ES: I am not convinced that it is helpful to see these as inherently different and/or needing disentanglement because it often leads to a false dichotomy between virtuous actors trying to implement foreign policy objectives based of core national values and “bad – corporate – guys” that are only in it for the money, when the lines are much more blurry between the interests of all these stakeholders. It is thus crucial to leave any normative approach aside and to get to the bottom of the perceived added value of arms trade (from an economic, political, and strategic perspective) from the standpoint of all these actors understood as part of a same system. This could in turn open the door to think about innovative solutions to meet these multifaceted interests in a more balanced way (assuming, as I do, that the findings of the project will point to a gap between the perceived and real interests that are currently fulfilled by arms trade).
AS: What changes would you like to see and where do you think change in the current structure of the arms trade is possible?

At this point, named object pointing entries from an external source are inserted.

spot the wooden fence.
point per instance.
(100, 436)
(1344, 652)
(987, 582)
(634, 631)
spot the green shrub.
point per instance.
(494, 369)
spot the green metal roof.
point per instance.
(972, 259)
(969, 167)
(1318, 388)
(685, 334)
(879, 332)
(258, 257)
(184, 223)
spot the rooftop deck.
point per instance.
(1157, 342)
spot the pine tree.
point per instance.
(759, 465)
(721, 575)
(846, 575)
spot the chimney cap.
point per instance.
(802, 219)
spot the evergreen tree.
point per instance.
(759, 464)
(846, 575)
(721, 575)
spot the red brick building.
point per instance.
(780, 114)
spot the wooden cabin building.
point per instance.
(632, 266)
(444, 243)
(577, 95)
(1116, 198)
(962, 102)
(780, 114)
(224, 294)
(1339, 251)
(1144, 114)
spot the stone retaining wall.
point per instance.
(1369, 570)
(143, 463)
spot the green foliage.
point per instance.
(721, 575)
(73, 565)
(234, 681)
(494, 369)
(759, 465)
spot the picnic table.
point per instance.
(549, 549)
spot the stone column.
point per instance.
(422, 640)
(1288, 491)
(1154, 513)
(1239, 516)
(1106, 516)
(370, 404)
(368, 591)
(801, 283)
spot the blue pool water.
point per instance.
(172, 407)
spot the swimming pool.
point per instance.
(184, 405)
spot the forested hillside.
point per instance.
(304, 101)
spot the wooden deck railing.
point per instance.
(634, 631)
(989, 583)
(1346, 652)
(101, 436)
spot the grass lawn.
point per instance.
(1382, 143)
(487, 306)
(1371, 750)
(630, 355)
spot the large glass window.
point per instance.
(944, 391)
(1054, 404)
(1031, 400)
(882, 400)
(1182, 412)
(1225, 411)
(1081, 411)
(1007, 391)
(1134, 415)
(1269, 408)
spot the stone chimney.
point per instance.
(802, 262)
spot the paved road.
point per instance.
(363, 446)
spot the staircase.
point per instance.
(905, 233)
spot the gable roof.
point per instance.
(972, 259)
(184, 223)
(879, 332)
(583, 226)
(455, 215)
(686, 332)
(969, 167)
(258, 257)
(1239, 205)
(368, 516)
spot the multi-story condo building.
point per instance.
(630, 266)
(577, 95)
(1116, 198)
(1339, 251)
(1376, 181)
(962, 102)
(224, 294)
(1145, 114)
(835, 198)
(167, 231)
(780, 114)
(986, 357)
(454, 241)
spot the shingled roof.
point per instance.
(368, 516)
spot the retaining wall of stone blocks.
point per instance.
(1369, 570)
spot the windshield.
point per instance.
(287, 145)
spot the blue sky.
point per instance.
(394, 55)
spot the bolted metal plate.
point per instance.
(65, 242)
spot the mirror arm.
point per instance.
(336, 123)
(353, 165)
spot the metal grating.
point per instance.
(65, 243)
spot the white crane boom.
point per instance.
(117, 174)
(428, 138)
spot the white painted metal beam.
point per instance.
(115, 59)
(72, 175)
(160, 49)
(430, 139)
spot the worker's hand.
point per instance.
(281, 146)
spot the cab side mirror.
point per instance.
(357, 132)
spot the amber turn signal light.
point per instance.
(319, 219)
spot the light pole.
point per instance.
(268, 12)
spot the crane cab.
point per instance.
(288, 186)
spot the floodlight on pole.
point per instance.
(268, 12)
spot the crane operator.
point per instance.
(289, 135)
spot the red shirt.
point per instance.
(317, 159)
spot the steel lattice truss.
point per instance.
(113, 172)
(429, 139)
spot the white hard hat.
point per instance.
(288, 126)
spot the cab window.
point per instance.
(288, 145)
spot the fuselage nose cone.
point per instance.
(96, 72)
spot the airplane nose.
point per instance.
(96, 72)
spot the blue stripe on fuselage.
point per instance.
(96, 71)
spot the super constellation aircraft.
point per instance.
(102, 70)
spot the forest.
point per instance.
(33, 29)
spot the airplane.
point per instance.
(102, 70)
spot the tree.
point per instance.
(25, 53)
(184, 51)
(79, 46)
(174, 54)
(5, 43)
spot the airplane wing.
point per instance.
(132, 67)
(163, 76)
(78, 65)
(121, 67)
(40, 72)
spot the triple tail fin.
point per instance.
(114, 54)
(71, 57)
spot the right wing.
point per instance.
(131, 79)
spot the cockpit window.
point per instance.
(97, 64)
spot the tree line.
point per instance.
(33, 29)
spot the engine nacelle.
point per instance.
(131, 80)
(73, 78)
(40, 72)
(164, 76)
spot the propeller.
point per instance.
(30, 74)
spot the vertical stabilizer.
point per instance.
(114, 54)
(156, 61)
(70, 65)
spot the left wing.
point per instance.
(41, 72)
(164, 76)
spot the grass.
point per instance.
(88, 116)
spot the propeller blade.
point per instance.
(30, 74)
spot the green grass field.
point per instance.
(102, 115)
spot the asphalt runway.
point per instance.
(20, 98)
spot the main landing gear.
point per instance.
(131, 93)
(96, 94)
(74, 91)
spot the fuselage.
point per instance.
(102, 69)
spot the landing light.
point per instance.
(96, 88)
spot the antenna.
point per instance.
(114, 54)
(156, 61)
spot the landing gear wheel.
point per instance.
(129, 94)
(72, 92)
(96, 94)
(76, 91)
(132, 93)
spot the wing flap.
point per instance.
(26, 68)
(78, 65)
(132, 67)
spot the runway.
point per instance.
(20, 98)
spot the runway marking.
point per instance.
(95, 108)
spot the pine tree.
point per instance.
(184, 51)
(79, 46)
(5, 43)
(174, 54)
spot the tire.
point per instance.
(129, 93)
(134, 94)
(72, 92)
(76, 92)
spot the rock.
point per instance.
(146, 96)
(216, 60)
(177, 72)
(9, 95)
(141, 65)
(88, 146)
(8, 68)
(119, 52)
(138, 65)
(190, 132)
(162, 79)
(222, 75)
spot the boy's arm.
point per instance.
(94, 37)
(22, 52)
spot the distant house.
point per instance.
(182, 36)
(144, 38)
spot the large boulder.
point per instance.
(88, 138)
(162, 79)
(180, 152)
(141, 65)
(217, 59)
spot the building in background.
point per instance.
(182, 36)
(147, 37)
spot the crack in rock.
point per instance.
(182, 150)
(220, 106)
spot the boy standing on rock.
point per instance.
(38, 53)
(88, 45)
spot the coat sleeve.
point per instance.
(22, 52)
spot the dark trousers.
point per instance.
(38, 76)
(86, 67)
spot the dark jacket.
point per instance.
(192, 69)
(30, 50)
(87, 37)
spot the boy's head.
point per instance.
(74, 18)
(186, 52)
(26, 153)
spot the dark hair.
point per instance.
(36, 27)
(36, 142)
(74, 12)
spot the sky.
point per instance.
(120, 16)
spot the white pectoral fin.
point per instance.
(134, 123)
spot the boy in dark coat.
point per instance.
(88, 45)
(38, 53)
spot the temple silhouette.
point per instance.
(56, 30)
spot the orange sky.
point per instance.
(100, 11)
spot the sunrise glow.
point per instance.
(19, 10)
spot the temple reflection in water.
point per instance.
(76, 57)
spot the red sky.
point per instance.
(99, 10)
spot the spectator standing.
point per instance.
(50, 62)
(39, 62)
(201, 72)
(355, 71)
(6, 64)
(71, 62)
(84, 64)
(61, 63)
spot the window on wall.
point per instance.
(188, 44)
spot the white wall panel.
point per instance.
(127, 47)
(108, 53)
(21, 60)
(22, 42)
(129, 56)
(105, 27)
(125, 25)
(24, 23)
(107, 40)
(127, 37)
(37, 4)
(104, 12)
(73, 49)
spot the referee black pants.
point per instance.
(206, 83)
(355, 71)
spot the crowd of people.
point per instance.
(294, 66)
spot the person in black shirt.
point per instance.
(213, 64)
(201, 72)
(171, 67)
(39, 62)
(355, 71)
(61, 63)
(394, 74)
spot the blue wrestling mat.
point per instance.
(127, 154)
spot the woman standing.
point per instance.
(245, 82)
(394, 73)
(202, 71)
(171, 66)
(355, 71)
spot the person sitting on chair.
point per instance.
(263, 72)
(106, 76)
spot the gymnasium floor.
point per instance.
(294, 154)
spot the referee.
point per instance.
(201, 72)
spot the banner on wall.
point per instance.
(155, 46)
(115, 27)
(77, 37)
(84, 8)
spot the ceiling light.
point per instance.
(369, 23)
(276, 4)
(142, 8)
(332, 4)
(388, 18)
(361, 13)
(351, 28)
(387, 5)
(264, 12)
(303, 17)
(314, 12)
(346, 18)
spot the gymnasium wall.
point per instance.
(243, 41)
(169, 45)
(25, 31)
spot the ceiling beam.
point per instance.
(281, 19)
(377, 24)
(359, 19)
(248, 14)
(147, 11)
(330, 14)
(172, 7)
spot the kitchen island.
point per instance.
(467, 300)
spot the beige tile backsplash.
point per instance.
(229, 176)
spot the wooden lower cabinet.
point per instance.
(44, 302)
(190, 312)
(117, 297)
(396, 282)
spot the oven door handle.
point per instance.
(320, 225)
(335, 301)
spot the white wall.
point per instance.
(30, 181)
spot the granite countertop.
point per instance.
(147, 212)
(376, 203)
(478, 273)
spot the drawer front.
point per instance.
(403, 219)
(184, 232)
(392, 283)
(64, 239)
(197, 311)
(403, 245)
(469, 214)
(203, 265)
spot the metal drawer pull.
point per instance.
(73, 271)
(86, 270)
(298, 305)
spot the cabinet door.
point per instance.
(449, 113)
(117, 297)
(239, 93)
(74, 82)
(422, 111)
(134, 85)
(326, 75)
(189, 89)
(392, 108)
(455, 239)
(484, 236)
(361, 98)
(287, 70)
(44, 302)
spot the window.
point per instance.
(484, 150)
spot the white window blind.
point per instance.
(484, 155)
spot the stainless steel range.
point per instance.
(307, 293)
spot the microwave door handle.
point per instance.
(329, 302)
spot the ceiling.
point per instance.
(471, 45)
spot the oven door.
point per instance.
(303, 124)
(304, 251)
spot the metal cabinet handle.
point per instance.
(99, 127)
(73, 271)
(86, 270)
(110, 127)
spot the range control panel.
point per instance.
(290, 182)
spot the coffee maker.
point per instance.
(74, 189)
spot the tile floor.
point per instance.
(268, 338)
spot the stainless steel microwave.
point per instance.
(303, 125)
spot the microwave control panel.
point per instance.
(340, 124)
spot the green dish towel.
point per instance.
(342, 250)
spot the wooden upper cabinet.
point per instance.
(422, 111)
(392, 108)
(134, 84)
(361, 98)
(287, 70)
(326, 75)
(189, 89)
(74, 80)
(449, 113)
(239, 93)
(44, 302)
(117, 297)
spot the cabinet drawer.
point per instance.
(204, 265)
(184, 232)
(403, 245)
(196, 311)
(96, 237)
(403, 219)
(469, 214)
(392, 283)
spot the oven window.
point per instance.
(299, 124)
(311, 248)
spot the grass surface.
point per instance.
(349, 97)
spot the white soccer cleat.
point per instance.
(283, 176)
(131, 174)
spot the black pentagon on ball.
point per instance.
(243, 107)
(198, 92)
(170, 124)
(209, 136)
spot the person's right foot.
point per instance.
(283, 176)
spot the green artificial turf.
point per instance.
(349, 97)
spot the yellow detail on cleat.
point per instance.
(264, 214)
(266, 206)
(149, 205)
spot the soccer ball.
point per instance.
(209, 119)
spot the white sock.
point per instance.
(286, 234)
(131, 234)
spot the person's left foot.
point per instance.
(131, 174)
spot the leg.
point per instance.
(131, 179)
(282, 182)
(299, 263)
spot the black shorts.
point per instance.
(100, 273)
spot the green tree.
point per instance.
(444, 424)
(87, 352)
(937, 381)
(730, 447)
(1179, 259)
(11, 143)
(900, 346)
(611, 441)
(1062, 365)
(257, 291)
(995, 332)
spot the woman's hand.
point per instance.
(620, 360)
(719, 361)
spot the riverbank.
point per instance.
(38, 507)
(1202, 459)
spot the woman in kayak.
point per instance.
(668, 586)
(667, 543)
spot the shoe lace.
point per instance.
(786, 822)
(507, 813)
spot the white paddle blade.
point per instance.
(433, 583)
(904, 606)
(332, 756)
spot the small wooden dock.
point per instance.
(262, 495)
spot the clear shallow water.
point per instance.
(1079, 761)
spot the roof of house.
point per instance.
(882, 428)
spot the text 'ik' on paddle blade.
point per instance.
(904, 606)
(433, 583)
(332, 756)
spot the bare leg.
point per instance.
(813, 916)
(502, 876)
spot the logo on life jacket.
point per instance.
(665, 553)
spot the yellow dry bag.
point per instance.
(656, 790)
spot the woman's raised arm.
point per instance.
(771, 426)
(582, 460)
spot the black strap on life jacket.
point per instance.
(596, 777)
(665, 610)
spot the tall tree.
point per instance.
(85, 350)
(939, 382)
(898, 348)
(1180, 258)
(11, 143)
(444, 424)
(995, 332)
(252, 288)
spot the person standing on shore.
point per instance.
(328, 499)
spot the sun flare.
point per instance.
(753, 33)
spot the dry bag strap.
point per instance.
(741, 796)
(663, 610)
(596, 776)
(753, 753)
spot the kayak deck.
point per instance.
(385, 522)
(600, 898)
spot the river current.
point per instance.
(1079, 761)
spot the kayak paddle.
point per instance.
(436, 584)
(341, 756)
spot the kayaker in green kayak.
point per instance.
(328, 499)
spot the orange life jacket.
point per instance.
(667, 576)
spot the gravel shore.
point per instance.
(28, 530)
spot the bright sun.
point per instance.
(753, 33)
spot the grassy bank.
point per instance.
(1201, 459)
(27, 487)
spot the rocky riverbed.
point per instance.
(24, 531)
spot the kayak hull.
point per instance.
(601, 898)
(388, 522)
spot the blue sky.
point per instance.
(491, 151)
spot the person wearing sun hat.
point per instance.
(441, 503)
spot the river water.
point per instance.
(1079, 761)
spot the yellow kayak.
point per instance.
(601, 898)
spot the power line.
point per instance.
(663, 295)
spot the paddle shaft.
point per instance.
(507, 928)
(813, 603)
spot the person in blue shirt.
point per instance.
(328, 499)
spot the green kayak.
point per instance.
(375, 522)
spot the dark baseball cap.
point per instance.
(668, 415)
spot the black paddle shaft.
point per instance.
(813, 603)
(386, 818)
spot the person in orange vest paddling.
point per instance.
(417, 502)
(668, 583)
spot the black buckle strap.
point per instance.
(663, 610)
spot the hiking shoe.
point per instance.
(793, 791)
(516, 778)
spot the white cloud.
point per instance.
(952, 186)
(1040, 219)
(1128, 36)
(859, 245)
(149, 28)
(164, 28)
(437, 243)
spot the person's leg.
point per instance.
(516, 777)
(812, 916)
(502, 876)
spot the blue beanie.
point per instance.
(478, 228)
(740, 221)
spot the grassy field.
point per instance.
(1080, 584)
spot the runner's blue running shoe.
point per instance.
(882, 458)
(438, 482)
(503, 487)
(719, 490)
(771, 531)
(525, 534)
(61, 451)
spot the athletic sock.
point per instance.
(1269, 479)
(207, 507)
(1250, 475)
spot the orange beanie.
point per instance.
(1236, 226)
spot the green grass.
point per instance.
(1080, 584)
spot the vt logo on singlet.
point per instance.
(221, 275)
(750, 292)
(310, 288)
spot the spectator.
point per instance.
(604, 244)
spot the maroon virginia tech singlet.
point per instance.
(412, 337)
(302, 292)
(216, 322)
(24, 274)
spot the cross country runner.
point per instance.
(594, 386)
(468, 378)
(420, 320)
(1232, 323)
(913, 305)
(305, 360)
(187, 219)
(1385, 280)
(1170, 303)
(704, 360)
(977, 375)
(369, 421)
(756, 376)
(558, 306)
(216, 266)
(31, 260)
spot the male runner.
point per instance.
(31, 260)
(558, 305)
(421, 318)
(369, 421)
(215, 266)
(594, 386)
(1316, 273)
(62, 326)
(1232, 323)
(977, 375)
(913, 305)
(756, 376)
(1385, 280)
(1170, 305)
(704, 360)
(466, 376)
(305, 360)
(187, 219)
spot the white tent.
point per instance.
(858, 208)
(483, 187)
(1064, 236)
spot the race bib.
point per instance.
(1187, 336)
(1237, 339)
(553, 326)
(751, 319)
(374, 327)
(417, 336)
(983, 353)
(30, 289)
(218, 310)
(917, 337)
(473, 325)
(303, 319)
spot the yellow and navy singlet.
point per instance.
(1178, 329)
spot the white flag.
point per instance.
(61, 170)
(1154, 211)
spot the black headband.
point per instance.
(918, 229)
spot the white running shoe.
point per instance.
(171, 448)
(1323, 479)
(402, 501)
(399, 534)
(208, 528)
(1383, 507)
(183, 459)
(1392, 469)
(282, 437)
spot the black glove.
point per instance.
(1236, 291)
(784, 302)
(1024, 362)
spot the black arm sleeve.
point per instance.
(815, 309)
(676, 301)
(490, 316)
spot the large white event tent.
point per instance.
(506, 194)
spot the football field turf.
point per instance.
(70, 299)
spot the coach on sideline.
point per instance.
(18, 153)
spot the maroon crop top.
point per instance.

ES: I would like major shareholders of the global arms market to realize or own up to the fact that they have much more agency that they seem to believe or pretend they have. What I am alluding to here is that some frequent arguments such as “others will do it if we don’t”, or “we will suffer major blowbacks if we change anything” are not compelling, for instance. This also applies to the multiple actors in charge of arms control processes within exporting countries, who wrongly seem to assume they do not have the power to flip the script on arms trade and/or open a much-needed conversation about the best way to safeguard all interests at stake. Eventually, I would like all parties entrenched in this complex system to see change in the current structure of the arms trade and/or prioritization of security challenges and ways to address them as a good thing for everyone. To be sure, if 2020 is teaching us anything, it is that these major arms are pretty useless to address the real tests the future holds for our countries and for humanity as a whole. It might be time to do something about that, starting with a comprehensive debate about what national security means, and how we can truly protect it.